Gardens Tour - the sequel!

Rather than overwhelm you with five gardens last time, I told you about four and saved the best till last! I'll give it a starring role in a blog of its very own this week! Actually I had seen this garden last year as part of the Modernism garden tour, so as soon as I saw it was on this tour, I knew we were in for a treat! The garden wraps around a 1931  Mediterranean Revival House named 'Villa Vechia' and was created by owners Troy and Gino who are landscape designers and run Mojave Rock Ranch. Forgive me for putting in a few extra pictures from last year but there again, I guess you won't remember!


The garden has a wonderful traditional Mediterranean feel to it with citrus, roses, bougainvillea and several pools. The owners explained that with the current drought, they are in the process of turning certain areas over to less water greed desert planting. An understandable decision but it would be a pity for this lovely garden to lose its character. The garden is full of charm and little well placed details everywhere, so different from many of the sterile modern desert gardens.

As well as being a well-designed garden with a lovely air of maturity, it is filled with interesting plants. A variegated lemon tree grows in the front garden. Several unusual euphorbias grow alongside mature poinsettias and desert favourites like bougainvillea. I particularly liked the way the various different varieties had been allowed to mingle with each other.

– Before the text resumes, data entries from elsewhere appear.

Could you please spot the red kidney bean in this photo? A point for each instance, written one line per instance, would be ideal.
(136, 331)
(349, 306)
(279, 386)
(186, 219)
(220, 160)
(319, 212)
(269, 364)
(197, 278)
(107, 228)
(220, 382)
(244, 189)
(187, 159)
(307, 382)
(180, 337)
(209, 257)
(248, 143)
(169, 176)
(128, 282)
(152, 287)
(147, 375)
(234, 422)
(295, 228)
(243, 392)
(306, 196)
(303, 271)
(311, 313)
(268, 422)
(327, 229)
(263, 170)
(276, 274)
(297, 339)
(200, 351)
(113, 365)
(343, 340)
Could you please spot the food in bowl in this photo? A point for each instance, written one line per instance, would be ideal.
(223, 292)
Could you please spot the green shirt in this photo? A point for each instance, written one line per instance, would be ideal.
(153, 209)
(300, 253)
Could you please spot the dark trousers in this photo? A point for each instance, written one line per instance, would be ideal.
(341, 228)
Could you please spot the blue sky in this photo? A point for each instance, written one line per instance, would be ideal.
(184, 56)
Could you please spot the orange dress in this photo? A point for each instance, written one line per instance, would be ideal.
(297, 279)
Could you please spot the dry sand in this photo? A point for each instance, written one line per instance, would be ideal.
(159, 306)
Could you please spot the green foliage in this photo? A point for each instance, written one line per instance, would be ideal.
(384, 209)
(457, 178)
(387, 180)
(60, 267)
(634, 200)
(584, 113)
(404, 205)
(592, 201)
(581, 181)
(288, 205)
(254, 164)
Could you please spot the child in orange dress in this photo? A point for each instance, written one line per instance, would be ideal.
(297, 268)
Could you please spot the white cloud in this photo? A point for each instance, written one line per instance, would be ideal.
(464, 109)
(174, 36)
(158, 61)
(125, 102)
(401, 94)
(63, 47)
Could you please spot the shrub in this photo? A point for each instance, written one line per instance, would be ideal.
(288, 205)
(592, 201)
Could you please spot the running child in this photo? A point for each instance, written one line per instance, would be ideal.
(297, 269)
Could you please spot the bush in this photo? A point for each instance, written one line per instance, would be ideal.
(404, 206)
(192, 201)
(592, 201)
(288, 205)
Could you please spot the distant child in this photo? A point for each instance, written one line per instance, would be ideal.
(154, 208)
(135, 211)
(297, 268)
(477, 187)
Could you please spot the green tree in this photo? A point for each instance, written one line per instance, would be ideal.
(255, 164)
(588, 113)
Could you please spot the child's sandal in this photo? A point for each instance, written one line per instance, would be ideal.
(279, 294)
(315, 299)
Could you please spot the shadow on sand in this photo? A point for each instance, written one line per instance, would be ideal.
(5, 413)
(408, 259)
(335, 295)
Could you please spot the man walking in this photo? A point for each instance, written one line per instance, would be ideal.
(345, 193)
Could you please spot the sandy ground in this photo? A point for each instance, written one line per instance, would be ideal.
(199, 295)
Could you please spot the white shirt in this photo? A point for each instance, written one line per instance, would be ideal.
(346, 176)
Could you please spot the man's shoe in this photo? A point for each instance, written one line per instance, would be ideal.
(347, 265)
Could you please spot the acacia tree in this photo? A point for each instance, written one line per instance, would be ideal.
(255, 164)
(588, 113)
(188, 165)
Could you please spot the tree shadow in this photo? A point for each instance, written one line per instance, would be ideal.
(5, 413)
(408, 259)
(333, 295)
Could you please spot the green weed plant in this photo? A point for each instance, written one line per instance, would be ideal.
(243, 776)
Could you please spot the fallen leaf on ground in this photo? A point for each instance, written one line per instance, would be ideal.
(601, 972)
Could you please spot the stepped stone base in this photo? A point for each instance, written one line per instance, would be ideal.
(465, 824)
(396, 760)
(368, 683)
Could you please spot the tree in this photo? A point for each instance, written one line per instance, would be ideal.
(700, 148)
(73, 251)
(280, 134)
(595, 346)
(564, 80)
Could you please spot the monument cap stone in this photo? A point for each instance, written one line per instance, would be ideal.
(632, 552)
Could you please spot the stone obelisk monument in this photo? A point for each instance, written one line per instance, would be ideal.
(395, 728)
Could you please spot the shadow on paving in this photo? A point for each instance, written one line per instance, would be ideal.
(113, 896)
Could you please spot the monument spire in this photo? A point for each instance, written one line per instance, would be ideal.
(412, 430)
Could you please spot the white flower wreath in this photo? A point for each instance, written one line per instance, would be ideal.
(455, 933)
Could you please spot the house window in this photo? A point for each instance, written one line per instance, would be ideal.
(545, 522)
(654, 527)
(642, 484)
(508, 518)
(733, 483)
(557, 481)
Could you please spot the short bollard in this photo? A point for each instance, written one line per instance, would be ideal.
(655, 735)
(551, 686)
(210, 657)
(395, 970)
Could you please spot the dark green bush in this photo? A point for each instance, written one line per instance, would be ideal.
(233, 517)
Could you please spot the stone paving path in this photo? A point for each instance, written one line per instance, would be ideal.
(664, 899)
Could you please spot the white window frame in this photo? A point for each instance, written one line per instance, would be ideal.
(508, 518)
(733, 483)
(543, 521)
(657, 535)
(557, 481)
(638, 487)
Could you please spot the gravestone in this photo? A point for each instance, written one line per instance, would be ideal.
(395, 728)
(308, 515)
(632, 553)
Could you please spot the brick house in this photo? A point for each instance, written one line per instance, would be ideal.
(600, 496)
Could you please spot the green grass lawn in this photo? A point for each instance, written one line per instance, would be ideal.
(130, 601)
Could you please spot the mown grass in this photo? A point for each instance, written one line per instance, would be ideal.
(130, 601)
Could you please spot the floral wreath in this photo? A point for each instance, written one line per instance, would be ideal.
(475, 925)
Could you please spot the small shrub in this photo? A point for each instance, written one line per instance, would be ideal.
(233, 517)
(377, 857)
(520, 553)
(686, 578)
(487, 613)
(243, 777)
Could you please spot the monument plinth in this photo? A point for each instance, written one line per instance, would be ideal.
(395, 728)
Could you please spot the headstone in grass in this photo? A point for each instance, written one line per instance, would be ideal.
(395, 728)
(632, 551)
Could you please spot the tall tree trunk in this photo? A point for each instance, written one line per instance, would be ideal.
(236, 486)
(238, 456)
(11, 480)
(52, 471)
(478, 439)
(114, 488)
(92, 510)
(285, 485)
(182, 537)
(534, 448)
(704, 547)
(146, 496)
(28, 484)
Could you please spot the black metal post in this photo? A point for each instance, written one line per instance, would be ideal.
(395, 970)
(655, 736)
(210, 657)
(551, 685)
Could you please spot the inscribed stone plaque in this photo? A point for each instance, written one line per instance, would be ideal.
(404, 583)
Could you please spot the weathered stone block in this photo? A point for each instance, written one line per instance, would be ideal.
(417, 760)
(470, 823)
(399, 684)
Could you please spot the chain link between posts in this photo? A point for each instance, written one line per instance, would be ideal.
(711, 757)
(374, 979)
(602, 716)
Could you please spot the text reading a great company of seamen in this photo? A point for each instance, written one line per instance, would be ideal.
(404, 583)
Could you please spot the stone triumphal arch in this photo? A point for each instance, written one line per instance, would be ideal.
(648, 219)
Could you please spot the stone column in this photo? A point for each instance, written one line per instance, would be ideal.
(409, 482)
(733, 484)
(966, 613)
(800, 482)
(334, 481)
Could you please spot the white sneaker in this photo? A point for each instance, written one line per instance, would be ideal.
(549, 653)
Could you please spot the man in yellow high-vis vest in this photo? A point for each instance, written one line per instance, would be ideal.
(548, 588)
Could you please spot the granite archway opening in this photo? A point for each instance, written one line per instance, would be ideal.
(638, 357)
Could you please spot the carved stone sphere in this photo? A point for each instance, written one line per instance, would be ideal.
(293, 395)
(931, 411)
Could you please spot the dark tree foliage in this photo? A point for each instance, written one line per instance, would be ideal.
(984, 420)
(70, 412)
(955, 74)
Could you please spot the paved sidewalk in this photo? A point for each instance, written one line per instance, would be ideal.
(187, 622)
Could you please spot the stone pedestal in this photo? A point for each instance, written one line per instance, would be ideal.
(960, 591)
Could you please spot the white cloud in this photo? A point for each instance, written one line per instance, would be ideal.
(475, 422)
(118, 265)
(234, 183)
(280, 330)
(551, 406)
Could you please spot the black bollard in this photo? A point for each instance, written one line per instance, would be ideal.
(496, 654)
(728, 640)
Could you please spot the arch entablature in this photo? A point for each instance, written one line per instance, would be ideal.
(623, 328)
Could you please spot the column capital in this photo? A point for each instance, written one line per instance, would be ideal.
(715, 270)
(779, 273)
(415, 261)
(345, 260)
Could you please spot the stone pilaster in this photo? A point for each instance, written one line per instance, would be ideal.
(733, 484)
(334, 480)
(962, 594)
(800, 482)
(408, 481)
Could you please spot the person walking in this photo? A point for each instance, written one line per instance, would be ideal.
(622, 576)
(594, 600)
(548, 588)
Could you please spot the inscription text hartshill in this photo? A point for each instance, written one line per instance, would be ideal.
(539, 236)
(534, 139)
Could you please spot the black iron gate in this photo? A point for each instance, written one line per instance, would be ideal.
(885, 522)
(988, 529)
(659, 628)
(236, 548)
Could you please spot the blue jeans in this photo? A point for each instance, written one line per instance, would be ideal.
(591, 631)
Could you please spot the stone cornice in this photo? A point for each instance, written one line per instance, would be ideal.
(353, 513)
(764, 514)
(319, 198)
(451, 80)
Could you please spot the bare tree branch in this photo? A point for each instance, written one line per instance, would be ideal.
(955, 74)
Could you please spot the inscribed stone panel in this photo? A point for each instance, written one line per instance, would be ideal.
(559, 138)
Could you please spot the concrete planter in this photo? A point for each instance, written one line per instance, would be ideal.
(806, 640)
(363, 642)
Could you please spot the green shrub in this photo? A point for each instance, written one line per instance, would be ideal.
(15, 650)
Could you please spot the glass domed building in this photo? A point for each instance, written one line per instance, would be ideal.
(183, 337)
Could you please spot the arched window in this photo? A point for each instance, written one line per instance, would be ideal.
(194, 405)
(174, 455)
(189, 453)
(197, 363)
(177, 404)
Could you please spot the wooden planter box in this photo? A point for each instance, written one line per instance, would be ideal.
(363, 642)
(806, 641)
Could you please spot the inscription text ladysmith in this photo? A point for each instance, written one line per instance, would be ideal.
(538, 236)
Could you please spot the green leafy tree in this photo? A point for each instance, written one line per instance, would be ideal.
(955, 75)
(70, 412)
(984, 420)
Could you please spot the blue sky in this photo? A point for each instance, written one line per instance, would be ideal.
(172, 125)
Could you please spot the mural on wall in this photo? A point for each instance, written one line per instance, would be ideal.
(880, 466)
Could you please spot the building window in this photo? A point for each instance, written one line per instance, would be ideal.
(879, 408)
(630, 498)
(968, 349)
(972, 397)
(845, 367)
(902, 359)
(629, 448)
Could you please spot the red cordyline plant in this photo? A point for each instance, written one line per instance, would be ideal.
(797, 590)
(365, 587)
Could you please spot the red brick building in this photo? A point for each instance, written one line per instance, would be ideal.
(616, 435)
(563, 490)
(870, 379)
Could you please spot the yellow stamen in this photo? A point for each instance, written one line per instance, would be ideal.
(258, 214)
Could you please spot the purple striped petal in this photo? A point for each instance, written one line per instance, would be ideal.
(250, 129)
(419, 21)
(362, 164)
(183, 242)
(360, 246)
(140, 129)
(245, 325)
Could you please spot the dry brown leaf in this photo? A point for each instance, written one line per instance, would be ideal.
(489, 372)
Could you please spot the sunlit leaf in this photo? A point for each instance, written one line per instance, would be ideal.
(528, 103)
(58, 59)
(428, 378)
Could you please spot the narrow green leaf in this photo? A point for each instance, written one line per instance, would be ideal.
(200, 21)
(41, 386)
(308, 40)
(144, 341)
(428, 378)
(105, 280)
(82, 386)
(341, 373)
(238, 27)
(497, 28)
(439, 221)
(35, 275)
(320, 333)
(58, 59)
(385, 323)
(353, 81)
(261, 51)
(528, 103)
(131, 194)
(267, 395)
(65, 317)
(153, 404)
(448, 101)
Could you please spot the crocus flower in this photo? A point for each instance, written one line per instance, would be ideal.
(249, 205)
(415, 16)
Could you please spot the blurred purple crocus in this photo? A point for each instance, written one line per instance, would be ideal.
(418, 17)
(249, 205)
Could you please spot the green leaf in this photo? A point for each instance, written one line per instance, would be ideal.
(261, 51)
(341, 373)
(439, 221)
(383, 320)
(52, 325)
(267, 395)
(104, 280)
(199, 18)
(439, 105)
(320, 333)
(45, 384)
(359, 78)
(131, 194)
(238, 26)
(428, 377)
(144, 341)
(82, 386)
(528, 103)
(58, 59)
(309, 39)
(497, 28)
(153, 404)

Duranta erecta (update from Chad - cultivar 'Sapphire Showers' - thanks!) and bougainvillea

Variegated lemon - no fruit this year!

Think this is Pedilanthus macrocarpus
This is its flower but shot in another garden

Leaf cutter bees at work - curious but messy - they take the sections to make nests.

I've lost the name of this bougainvillea despite having it in my own yard and annoyingly it was doing better than mine!

Euphorbia trigona 'Rubra'- possibly?

Euphorbia erythraea forma variegata ?

Euphorbia cotinifolia - named because of its similarity to the purple leaved Cotinus, here with Bismark palm
Euphorbia resinifera?

Gardenia - possibly jasminoides 'Plena'

Update - Homalocephala texensis - thanks Chad
 One pool in the front garden is home to a family of red-eared slider turtles, apparently rescue turtles! The pool in the rear garden is filled with koi carp and inevitably there was a swimming pool too!

Hope you enjoyed my virtual tour of this lovely garden!


  1. Colour, exotica, koi, what's not to love? :)

  2. 'No idea!' - Homalocephala texensis?

    David Gray help please!


    1. Thanks Chad - did I really get the rest right this time!

    2. I'm not good a succulents; so I've believed you!

      If you want me to be picky; the bicoloured form of the Duranta is D.erecta 'Sapphire Showers'.


    3. By the way, what are the potted plants flanking the door in the first picture?


    4. Thanks for the cultivar name! Looking at the original of the first picture and blowing it up they appear to be big chunky kalanchoes just coming into flower. Grey leaves. I think this was one of the pics I took last year so don't recall them catching my attention during this year's visit. Maybe K. beharensis?

  3. The Euphorbia varieties used there make up for the poor Phormium! I always notice how much more relaxed people are hanging out when it's a looking forward to planting my big patio containers when I get some more work over with.

    1. David - its amazing what grows in the desert and what doesn't. Phormiums and cordylines are available but just don't survive the summer heat. Conversely roses, box, mulberry and pyracantha all survive here just as well as back in chilly damp UK gardens.